The resulting Snowflake tables look like this:
-- Main orders table
SELECT order_number, customer_name, status, total, created_at
FROM orders
WHERE status = 'processing';
-- Line items via LATERAL FLATTEN on raw document
SELECT
o._id AS order_id,
item.value:sku::STRING AS sku,
item.value:quantity::NUMBER AS qty,
item.value:price::NUMBER(10,2) AS unit_price
FROM orders o,
LATERAL FLATTEN(input => o.raw_document:items) item
WHERE o.order_number = 'ORD-2026-1042';
Self-Managed vs. Managed
Building and operating a MongoDB-to-Snowflake CDC pipeline yourself is possible, but the effort compounds quickly.
A self-managed pipeline requires you to:
- Deploy and maintain Kafka (or buffer events in another durable store)
- Configure and monitor a Debezium MongoDB source connector
- Build and maintain document flattening logic
- Handle Change Stream resume token persistence
- Manage Snowflake schema migrations when documents evolve
- Monitor connector health, consumer lag, and data freshness
- Handle error recovery, dead-letter queues, and data reconciliation
Each of these is a solvable problem individually, but together they represent a significant ongoing engineering commitment. Teams that start with a self-managed approach frequently report spending 20-40 hours per month on pipeline maintenance.
A managed platform like Streamkap reduces this to configuration. You point it at your MongoDB replica set and your Snowflake account, configure flattening and schema evolution preferences, and the platform handles everything else, including Change Stream management, resume token persistence, document transformation, Snowflake loading via Snowpipe Streaming, and automatic schema evolution.
Performance Considerations
Getting the pipeline to work is one thing. Getting it to perform well at scale requires attention to several details.
Change Stream Resume Tokens
Every change event includes a resume token that allows the stream to restart from exactly where it left off after a failure.

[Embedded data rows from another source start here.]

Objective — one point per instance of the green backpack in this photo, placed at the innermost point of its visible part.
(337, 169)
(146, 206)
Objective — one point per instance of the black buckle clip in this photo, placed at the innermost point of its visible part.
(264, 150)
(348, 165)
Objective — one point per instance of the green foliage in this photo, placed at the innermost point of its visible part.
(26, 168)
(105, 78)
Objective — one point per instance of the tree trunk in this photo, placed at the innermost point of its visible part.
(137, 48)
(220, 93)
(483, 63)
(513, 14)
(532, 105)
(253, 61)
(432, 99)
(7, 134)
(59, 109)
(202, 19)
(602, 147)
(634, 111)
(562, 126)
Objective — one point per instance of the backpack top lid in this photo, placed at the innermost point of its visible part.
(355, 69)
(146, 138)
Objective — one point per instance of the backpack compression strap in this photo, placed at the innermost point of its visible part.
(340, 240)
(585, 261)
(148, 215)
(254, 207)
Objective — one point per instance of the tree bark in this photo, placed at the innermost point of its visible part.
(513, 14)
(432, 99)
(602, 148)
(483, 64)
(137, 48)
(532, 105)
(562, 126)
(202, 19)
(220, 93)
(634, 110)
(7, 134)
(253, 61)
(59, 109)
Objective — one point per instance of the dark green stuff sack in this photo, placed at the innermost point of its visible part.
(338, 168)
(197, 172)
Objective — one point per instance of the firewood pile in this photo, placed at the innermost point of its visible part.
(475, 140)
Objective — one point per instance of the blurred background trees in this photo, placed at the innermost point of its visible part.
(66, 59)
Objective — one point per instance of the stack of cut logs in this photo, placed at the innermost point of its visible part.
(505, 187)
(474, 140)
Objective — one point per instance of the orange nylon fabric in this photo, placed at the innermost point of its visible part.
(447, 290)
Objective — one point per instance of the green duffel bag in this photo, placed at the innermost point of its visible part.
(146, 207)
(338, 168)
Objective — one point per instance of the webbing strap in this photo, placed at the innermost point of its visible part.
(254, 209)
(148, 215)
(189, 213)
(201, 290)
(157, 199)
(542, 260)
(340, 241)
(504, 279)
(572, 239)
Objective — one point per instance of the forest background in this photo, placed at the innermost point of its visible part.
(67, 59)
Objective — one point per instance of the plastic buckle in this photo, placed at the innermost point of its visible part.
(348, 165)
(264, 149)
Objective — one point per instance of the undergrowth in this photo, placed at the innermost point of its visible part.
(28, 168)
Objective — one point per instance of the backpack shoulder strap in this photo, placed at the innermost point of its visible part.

Your pipeline must persist these tokens durably. If you lose a resume token and the relevant oplog entries have been overwritten (the oplog is a capped collection with limited retention), you will need to re-snapshot the entire collection. For high-throughput collections, this can take hours.
Batch Size and Flush Intervals
Loading data into Snowflake row-by-row is prohibitively expensive. CDC pipelines must batch events and flush them at configurable intervals. A typical starting point is to flush every 10 seconds or every 10,000 records, whichever comes first. Tuning these values is a balance between latency (how quickly changes appear in Snowflake) and cost (Snowflake charges per query execution, so fewer, larger loads are cheaper).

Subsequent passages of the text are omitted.